The Messengers, Iván Argote, 2014, France, 30'
The Messengers follows Gaby and Blaine, two young Americans with a particular political and intellectual background, wandering two small “historical” towns, one in Colombia (Mompox) and the other in the south of Spain (Arcos de la Frontera). History, politics, voices, folklore, landscapes and architecture create a complex atmosphere for this conversation that oscillates between the philosophical and personal, while also highlighting frictions of tones, accents, origins and contexts.
The Intruder, Roger Corman, USA, 1962, 84' DCP, OV EN Sub. ES
Roger Corman has gone down in history as one of the great auteurs of North American cult film and B movies. We have for posterity his adaptations of Edgar Allan Poe—starring such figures as Vincent Price and Boris Karloff—and his vampire, monster and alien invasion movies. In 2009 he was awarded an Honorary Academy Award in recognition of his career and his decisive influence on film makers including Francis Ford Coppola, Martin Scorsese, Peter Bogdanovich, James Cameron, John Sayles and many others.
However, beyond his low-budget terror, sci-fi and fantasy films, the piece we are screening today (perhaps the pinnacle of his career) is testament to his interest in a more direct form of cinema which is aligned with the real issues of his country and his time.
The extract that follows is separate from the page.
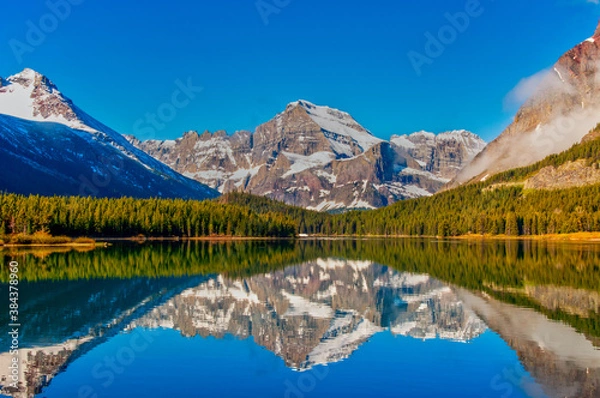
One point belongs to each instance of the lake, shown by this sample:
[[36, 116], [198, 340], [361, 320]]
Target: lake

The Intruder, shot three years before Afro-American citizens gained the right to vote (Voting Rights Act of 1965), overwhelmingly captures the tensions between racist and pro-segregation groups and the civil rights movement.
Caxton is a small southern town which is about to abolish ‘whites only’ segregation in secondary schools, by judicial order, just when Adam Cramer arrives in town to provoke the most racist sectors of society. The fragile stability founded upon violence and a false concept of tradition goes up in smoke. The resulting film may be a little-known piece from the director’s body of work but is crucial to understanding the scope of his genius: pure classic cinema depicting reality, stunning black and white shots and first-class acting in a story where the fear invasion and intrusion is linked not to distant planets, but to ourselves.